Aos 51 anos, Mari também viu outras mudanças, que passam por ela mesma. “A cada geração muda a percepção sobre o que é novo, velho, quem é novo e quem é velho. Eu estou contente que estou numa geração que está falando minha língua, mulheres que têm 50 como eu que estão se mostrando, quem são, o que gostam, o que fazem, que são produtivas na sua vida, não só profissional. Eu conto na minha vida social também. Tenho amigos de diferentes cidades, idades, filhos de amigas que me ligam chamando para sair. É muito pouco você cercear o seu tempo legal e importante de vida social dos 22 aos 35. Pô, 12 anos só? E o resto?”, brinca a jornalista.

“Se por um lado eu estou contente com a minha idade, a gente sempre quer mais, né. Isso incomoda um pouco. Acho que tem sim uma coisa de televisão também, principalmente uma visão antiga, não sei se continua sobre estar velha para TV. Antes era a grande preocupação de mulher repórter de televisão, via os caras mais velhos e não via as mulheres.
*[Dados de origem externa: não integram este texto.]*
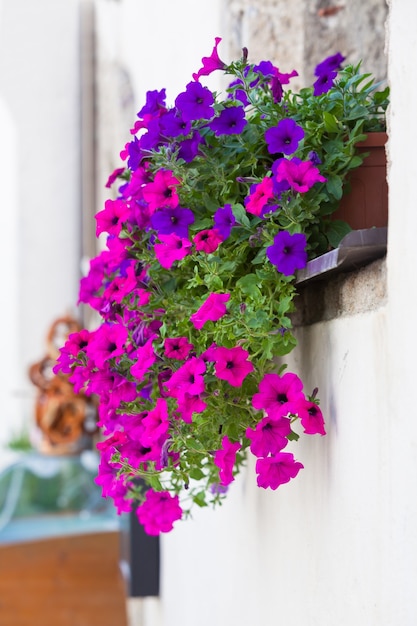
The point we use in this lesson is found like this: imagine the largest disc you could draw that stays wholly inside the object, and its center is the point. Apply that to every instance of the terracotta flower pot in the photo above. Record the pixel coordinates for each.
(366, 204)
É uma sacanagem só porque está com cabelo e rugas não poder falar o que pensa, ou pior, não poder entrevistar os caras com toda consciência e a segurança que te dá essa idade”, completa.

Créditos: Arquivo Pessoal

Às mais novas, ou recém-formadas, Mari compartilha o que com ela funcionou. “Além de dizer: ‘Olha, considere que quem está ali pode estar passando pela mesma coisa que você, se veja ali’ é sempre se perguntar se o quanto que você gosta daquilo que você está fazendo é mais do que o obstáculo que está na sua frente, era o que eu fazia. E quando você tem isso as barreiras vão ficando menores. Você diz: ‘Não é uma ou outra pessoa que vai me dizer o que eu vou fazer, quem vai me dizer o que fazer sou eu”, aponta a repórter.

“A única coisa que eu acho que realmente funciona no nosso espaço dentro do jornalismo/esporte é você ser solidária. A gente só realmente consegue mudar falando junto, sendo solidária um com o outro e isso é da sororidade e da fraternidade. Uma ficar falando sozinha e competindo com a amiguinha não vai adiantar. É junto que a gente se faz ouvir, que consegue as coisas”, conclui uma das principais representantes femininas em um meio ainda muito machista e segregado.